Am Montag fing mein Alltag an. Um 6.20 Uhr fährt der Schulbus vom MMH zu den umliegenden acht Schulen, auf die die Waisenkinder gehen. Die Kids sind zu dem Zeitpunkt schon fast zweieinhalb Stunden wach, sie werden um 4 Uhr zum Lernen geweckt. Die Caroline School, an der ich mithelfe, liegt auf halber Strecke, gegen 6.45 Uhr sind wir dort angekommen. Die 15 Kids aus dem MMH sind dabei erst einmal auf sich alleine gestellt, denn so früh sind noch keine Lehrer da. Es ist "Reading Time", die Kids sollen eigentlich lernen, aber sowas funktioniert natürlich nicht, wenn keine Aufsicht da ist und es keine Vorgaben gibt. Inzwischen spiele ich morgens mit den Kids Federball oder Seilspringen oder wir lesen gemeinsam etwas, am ersten Tag haben mir die Kids das Schulgelände gezeigt, wir haben die Tiere (Kühe, Vögel, Hühner, Kaninchen, Ziegen, Hunde) begrüßt.

 

Eigentlich dachte ich, dass ich die ersten Tage hauptsächlich mitlaufe, um mir alles anzuschauen. Aber schon am ersten Tag kam ich zufällig vorbei, als eine Klasse ohne Lehrer war. Die Schüler baten mich, ihnen vorzulesen, was ich dann auch tat. So zog sich das durch die komplette erste Woche. Wenn ich nicht vorgelesen habe, habe ich mit ihnen übers Klima gesprochen oder ihnen von Deutschland erzählt.
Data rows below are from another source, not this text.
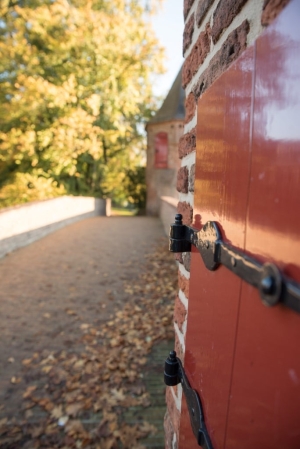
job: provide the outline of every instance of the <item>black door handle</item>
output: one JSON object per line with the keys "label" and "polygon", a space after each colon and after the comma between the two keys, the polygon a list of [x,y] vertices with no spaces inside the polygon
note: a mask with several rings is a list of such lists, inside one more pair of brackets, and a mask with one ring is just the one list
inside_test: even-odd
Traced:
{"label": "black door handle", "polygon": [[183,393],[186,397],[191,426],[197,443],[203,449],[213,449],[206,429],[200,397],[197,391],[191,388],[181,360],[176,357],[175,351],[171,351],[169,357],[165,361],[164,378],[165,384],[168,386],[174,386],[181,383]]}

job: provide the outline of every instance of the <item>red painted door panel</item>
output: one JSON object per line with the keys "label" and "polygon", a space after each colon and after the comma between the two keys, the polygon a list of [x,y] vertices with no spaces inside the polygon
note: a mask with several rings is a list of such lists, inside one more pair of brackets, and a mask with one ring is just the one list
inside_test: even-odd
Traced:
{"label": "red painted door panel", "polygon": [[[206,92],[198,108],[194,225],[221,224],[226,241],[243,248],[250,170],[253,49]],[[221,267],[206,270],[192,255],[185,370],[201,396],[214,447],[224,445],[241,281]],[[183,407],[185,405],[183,404]],[[188,414],[180,447],[197,448]]]}
{"label": "red painted door panel", "polygon": [[[200,98],[194,226],[300,282],[300,3]],[[214,449],[300,448],[300,315],[193,250],[185,370]],[[183,401],[180,449],[198,447]]]}
{"label": "red painted door panel", "polygon": [[160,132],[154,138],[155,168],[168,167],[168,134]]}
{"label": "red painted door panel", "polygon": [[[300,4],[256,45],[246,250],[300,282]],[[300,316],[243,284],[226,448],[300,447]]]}

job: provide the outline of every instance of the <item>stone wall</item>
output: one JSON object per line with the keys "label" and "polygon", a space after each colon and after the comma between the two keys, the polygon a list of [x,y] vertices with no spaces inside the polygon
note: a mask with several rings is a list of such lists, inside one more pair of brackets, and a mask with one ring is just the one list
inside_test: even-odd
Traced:
{"label": "stone wall", "polygon": [[[178,212],[193,222],[198,98],[251,45],[288,0],[185,0],[182,80],[186,94],[184,133],[179,141],[181,168]],[[190,254],[178,255],[179,292],[175,302],[175,350],[184,361],[188,321]],[[182,390],[167,388],[166,448],[178,447]],[[186,448],[180,448],[186,449]]]}
{"label": "stone wall", "polygon": [[0,211],[0,257],[66,225],[110,215],[110,200],[63,196]]}
{"label": "stone wall", "polygon": [[[155,135],[159,132],[168,134],[168,167],[155,168]],[[149,123],[147,125],[147,214],[158,215],[160,198],[168,196],[178,199],[177,171],[180,167],[178,160],[178,142],[183,132],[183,121]]]}

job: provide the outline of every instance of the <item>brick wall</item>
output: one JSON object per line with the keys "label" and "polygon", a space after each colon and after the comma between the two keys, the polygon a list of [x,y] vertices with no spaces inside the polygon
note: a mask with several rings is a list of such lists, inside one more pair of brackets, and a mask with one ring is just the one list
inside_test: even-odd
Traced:
{"label": "brick wall", "polygon": [[[184,0],[182,82],[186,94],[184,133],[179,141],[178,212],[193,223],[198,98],[253,43],[288,0]],[[188,321],[190,254],[177,255],[179,292],[175,301],[175,350],[184,361]],[[166,449],[179,441],[181,386],[167,388]],[[186,449],[186,448],[180,448]]]}

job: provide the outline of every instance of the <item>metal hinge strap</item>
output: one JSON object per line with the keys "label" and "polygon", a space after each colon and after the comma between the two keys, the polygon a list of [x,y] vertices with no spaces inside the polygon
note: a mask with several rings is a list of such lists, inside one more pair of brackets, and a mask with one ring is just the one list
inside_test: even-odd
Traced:
{"label": "metal hinge strap", "polygon": [[194,245],[203,262],[213,271],[220,264],[259,290],[262,302],[274,306],[281,302],[300,313],[300,284],[284,276],[273,263],[262,264],[241,250],[223,242],[218,225],[208,221],[200,231],[182,224],[182,215],[175,216],[170,227],[171,252],[189,252]]}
Außerdem habe ich immer die Klassen bespaßt, die auf einem Feld gegenüber ihre Freizeit genutzt haben. Eigentlich sollen sie dort mit Lehreraufsicht "Sport" machen und sich austoben, aber die Lehrer liegen meist faul in der Sonne und so konnte ich Federball, Seilspringen, aber auch Spielchen wie Tauziehen oder das Spiel aus dem Sportunterricht, wo zwei Teams gegeneinander antreten und ein Ball durch die Beine gegeben wird und der ganz hinten in der Reihe dann nach vorne läuft etc. gemacht. Ich hatte Spaß und war ausgepowert und den Kids hat es auch gefallen. Eine von den wenigen engagierten Lehrerinnen fand das Spiel mit den Beinen so lustig, dass sie es gleich am nächsten Tag wieder spielen wollte - ein großer Spaß!

 

Die Abende verbringe ich im Waisenhaus. Der Tagesplan der Kinder ist stark strukturiert, Freizeit gibt es werktags nicht. Nach dem Unterricht müssen wir rund 45 Minuten auf den Schulbus warten, dann geht es zurück. Um 17.30 Uhr sind wir im MMH, dann müssen die Kinder ihre Schuluniformen und Kleidung waschen und ihre Schuhe putzen. Um 18 Uhr gibt es Abendessen. Um 18.45 Uhr kommen die Nachhilfelehrer für anderthalb Stunden und alle Kinder müssen in den Gemeinschaftsraum, um Hausaufgaben zu machen, Stoff zu wiederholen oder sonst irgendwie zu lernen. Dann geht es ins Bett, immerhin werden sie ja schon um 4 Uhr wieder geweckt.

 

Obwohl die Kinder also quasi komplett mit Schule konfrontiert sind, während sie wach sind, ist der Ertrag doch sehr schlecht. Die Kinder sind in der Schule und auch außerhalb oft sich selbst überlassen. Lehrer kommen nicht oder sie kommen zu spät, ständig wird der Unterricht gestört, weil ein Kind, ein Lehrer oder sonst irgendjemand herein kommt, etwas sucht, etwas wissen will, etwas berichten muss. Manchmal gehen die Lehrer auch raus, um irgendwas zu klären. Generell gibt es eh nur sechs bis sieben Stunden Unterricht, wie bei uns auch, von 8.30 Uhr bis 10 Uhr, dann von 10.30 Uhr bis 12.45 Uhr (die Jüngeren sind dabei eine gewisse Zeit zum Toben auf dem Feld) und am Nachmittag von 14.30 bis 16 Uhr noch einmal zwei Stunden. Dazwischen sind die Kids eh auf sich alleine gestellt, Betreuung gibt es nicht - und wie gesagt fällt auch viel Unterricht aus.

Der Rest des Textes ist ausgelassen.